Dresden, Semperoper, 4. Symphoniekonzert - Sächsische Staatskapelle, IOCO Kritik, 13.11.2022
Sächsische Staatskapelle - Tugan Sokhiev - Julia Fischer
- Einspringerkonzert - Interpretation von Beethoven und Brahms -
von Thomas Thielemann
Eigentlich wollten die Musiker der Sächsischen Staatskapelle mit ihrem Chefdirigenten Christian Thielemann und der Geigerin Julia Fischer in der Matinee des 4. Symphoniekonzertes am 13. November 2022 dem 175. Jahrestag des Versterbens des großen Komponisten Felix Mendelssohn Bartholdy als „königlich Sächsischer Hofkapellmeister“ gedenken.

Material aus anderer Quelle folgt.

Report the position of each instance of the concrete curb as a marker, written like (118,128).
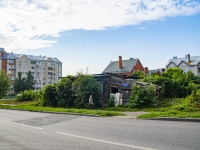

Aber, Maestro Thielemann hatte sich in den vergangenen Wochen “andernorts derart ins Zeug gelegt“, dass er aus gesundheitlichen Gründen die Dirigate des vierten Saisonkonzerts anderen Kapellmeistern übertragen musste. Einer Erklärung würdig wäre gewesen, warum der eingesprungene, gelegentlich als „Allzweckwaffe“ bezeichnete Kaukasier Tugan Sokhiev eine so robuste Programmänderung vorgenommen oder akzeptiert hatte.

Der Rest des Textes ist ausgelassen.